Answering that question takes careful thought and humility. It’s my hope that the summaries of this book will help the Christian in particular be salt and light as they engage to the glory of God, the political process. Moreover, it’s my desire to see the citizens of heaven consider their temporary earthly citizenship as a means to rule and reign that honors Christ and their fellow man, rather than shaming his name.
SERIES PREFACE (Pgs.9-27)
This book is written for the busy student or parent in mind. The goal of integration is both conceptual and personal. The former blends its’ theological beliefs with one’s profession of faith into a coherent Christian worldview, where the latter seeks to publically and privately live out the implications of what it means to be “Christ’s disciple”. Moreland/Beckwith (series editors) argue that the reason integration is vital (among other things) is because the Bible is true in its teachings and our vocations and discipleship demand it.
One of the ways we love God is with our minds, thus to neglect it fosters a secular/sacred divide which works against the spiritual warfare in which believers are already engaged. Our battle as Christians involves ideas that oppose Christ’s Lordship. Grappling with epistemological ideas (i.e., ideas of what we know and how we know them) are part of that battle.

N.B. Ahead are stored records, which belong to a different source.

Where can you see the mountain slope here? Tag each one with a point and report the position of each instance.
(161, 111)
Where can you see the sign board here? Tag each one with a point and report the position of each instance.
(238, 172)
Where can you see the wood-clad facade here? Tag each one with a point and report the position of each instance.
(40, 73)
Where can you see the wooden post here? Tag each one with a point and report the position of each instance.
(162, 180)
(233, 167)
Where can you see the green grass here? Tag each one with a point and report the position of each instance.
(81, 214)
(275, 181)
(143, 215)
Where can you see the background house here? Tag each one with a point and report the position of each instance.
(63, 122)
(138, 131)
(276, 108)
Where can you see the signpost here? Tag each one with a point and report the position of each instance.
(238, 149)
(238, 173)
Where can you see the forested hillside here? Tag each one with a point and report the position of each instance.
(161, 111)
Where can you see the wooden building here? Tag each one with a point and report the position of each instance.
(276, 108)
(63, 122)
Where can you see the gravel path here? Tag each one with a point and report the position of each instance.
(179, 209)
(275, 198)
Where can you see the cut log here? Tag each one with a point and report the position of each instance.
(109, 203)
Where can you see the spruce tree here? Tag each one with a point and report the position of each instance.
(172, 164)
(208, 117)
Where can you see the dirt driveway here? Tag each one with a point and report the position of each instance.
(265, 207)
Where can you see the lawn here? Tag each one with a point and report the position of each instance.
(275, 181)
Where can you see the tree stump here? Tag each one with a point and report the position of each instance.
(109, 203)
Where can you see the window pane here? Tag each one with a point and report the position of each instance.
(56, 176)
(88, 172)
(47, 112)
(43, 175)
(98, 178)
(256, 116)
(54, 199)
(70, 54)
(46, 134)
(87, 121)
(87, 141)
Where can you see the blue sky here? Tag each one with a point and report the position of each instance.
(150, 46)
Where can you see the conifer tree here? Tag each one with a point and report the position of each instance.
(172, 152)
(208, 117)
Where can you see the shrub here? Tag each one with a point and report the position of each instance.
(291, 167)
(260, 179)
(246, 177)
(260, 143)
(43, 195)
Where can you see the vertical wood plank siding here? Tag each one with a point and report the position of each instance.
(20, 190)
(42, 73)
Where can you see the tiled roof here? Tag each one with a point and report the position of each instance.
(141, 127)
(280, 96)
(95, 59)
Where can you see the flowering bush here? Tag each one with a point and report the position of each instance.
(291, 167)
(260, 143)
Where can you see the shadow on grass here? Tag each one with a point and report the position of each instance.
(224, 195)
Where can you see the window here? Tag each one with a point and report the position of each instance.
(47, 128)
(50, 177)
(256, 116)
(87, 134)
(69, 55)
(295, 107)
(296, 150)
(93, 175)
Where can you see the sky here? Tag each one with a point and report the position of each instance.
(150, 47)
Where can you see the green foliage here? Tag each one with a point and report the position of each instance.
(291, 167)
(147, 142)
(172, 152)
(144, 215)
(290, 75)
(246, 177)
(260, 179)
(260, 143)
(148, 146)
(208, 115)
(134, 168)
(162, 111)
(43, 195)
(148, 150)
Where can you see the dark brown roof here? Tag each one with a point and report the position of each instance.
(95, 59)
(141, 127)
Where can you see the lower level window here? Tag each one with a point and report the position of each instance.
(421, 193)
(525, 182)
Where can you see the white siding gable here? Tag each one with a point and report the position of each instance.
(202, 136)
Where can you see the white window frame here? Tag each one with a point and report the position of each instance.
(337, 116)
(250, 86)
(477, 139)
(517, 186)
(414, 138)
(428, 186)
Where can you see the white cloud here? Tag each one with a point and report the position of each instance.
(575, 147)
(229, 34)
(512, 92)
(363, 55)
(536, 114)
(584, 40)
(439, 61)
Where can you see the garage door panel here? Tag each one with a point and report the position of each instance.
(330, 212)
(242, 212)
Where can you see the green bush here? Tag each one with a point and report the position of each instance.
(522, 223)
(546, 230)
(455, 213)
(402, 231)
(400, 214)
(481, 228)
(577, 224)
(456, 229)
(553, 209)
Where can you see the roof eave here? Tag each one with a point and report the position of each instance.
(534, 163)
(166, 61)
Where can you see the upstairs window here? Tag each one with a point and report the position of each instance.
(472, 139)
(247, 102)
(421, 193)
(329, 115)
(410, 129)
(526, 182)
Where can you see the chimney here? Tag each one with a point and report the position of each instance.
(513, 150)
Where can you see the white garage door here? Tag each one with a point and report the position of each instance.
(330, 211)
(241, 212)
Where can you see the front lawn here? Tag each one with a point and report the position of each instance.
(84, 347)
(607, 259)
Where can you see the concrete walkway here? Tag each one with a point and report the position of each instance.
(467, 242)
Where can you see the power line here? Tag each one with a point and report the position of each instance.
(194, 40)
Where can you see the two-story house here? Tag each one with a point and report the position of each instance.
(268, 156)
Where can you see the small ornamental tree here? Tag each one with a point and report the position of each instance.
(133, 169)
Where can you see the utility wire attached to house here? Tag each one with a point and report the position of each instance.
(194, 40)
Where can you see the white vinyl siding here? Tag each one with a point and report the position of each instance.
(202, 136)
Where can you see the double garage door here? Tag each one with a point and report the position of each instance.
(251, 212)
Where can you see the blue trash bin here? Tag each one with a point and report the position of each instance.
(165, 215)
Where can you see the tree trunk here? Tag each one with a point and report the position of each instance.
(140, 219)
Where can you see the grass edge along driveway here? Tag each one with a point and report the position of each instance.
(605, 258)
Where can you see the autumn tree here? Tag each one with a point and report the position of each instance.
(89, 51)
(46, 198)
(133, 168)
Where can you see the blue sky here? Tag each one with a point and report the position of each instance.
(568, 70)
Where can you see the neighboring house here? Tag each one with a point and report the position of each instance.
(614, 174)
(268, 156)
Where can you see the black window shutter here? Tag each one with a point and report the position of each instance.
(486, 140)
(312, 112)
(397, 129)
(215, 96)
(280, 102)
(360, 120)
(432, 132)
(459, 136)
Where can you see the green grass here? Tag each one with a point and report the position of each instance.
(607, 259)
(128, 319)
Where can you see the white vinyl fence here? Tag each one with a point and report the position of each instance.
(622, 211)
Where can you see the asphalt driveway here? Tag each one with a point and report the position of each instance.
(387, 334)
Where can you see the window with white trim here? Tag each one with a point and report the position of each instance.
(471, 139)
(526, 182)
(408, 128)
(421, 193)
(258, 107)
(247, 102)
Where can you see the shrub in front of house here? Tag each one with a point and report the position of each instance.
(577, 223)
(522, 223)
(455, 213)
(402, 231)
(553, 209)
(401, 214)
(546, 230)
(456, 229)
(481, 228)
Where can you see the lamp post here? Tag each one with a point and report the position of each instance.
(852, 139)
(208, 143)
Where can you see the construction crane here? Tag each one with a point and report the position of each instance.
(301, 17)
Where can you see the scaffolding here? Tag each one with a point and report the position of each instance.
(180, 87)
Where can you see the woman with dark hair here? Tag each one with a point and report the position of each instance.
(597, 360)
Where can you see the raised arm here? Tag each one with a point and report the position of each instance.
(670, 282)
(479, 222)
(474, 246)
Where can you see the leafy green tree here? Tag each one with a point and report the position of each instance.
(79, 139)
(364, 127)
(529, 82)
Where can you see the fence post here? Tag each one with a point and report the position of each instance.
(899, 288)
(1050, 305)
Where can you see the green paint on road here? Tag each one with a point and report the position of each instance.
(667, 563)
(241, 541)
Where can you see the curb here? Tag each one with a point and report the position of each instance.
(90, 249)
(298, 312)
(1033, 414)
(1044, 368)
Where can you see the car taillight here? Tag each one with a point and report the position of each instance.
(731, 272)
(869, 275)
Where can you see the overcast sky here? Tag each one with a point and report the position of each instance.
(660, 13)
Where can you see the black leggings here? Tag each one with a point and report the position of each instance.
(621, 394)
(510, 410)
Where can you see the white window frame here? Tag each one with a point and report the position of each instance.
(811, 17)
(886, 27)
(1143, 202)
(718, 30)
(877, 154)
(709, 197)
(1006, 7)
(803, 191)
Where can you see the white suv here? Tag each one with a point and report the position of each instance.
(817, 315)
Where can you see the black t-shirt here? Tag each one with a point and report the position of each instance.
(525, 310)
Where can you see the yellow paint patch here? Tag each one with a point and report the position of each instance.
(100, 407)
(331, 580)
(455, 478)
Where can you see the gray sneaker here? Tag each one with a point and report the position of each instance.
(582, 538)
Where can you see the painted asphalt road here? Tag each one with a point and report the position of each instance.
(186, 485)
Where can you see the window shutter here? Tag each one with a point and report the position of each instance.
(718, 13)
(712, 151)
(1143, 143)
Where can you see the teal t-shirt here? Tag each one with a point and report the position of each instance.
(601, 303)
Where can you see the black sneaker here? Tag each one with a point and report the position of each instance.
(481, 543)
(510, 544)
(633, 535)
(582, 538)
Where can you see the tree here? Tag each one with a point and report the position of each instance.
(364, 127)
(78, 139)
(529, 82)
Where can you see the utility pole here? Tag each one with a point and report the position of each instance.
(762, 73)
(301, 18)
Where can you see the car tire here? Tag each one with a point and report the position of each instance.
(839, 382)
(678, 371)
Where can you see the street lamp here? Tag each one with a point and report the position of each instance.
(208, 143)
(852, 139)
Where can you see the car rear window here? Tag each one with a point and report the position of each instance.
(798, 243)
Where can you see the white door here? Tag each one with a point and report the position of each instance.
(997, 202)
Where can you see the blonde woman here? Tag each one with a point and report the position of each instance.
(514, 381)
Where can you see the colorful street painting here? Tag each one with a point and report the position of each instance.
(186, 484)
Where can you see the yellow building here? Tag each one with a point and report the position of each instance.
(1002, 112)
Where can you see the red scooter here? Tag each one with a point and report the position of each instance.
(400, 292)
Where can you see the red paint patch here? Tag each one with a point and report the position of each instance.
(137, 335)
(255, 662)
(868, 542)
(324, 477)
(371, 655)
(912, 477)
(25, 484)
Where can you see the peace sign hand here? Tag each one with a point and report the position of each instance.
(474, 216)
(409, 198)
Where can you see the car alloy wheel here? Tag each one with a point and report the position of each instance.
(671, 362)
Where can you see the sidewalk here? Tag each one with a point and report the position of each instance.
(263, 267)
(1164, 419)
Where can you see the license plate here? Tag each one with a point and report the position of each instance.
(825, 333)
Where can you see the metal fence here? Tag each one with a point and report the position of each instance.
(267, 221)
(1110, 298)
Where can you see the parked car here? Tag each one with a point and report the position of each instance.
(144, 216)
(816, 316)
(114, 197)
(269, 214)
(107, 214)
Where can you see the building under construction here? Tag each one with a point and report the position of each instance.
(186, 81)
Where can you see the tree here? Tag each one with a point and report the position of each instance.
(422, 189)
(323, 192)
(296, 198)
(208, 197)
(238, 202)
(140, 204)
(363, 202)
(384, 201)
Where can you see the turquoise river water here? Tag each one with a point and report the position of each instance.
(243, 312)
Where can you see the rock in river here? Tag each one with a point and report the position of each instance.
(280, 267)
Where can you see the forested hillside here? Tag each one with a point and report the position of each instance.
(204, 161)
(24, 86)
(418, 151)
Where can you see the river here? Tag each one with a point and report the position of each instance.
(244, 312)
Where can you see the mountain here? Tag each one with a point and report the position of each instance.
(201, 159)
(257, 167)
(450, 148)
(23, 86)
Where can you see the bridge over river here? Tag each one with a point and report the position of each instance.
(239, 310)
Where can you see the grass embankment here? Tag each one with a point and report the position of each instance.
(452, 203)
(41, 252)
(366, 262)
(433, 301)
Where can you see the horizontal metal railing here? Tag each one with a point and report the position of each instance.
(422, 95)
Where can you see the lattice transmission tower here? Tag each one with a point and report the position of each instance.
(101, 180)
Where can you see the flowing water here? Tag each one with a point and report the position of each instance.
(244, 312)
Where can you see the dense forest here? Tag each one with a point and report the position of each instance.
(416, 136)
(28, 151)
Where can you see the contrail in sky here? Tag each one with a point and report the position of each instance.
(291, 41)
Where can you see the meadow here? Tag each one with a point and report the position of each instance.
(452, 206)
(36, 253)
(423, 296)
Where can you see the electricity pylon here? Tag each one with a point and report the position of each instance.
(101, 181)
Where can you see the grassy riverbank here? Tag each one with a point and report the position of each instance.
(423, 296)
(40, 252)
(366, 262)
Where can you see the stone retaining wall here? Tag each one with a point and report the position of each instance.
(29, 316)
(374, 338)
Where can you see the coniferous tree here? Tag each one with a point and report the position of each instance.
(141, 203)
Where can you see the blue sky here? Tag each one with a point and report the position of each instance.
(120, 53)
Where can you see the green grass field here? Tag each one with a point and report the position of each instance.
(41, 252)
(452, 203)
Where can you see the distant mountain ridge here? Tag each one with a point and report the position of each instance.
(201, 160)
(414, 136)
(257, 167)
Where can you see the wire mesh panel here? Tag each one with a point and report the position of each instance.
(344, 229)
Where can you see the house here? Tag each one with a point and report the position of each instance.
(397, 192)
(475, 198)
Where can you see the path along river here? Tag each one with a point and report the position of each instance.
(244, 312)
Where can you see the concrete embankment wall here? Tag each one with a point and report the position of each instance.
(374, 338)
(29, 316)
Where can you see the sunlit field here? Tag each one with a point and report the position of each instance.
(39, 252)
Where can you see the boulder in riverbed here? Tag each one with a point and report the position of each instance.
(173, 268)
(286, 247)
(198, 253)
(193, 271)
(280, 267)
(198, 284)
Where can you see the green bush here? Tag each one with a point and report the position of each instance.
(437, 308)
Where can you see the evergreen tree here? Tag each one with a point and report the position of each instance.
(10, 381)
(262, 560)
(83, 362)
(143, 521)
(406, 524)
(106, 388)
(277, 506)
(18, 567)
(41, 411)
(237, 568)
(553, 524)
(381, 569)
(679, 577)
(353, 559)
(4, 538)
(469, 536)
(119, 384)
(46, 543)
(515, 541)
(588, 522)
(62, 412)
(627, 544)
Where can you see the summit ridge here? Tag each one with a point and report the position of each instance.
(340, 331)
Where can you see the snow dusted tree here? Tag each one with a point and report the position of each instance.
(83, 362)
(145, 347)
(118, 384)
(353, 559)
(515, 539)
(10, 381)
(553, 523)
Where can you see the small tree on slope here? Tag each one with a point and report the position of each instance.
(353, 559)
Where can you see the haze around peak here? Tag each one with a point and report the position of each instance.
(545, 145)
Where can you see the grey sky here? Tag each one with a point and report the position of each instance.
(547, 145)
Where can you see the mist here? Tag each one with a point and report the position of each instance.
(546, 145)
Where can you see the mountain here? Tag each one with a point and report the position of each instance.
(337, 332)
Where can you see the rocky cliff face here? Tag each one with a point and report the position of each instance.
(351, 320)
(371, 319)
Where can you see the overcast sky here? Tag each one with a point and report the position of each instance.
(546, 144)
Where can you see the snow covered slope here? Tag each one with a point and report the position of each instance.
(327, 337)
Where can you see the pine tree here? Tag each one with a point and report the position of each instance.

Moreland therefore emphasizes the need to bring back into culture Christian truth claims as part of the plausibility structure. If they are not part of it, then our ideas won’t even be considered. These are ideas, or set off ideas a person either is or is not willing to entertain as true. To accomplish the aforesaid, Moreland explains that it is therefore necessary to employ the three integrative tasks.
First, is direct defense; here the goal is to show that the Christian worldview is rationally justified. Second, is polemics; which involves criticizing rival worldviews to Christianity, and third, are theistic explanations; which are used to explain phenomenon in one’s profession.
The approach Moreland and Beckwith take of integration has its critics (Pgs.24-26), but one thing however is certain, for Christians not to engage in discipline (x) with their worldview, has actually aided in the secularization of our western culture.
Beckwith starts off by stating that to learn this “state craft” as “soul craft” one must take many years to hone these skills and contemplate these truths. For me these years have become increasingly lessened because of my age (53). Yet, there’s no time like the present to learn any subject and consider how it relates to my personal discipleship to Christ. A grown man with grown children I thought it appropriate to gather as much knowledge as I possibly can from this source. And thus I commend it to you for your careful scrutiny.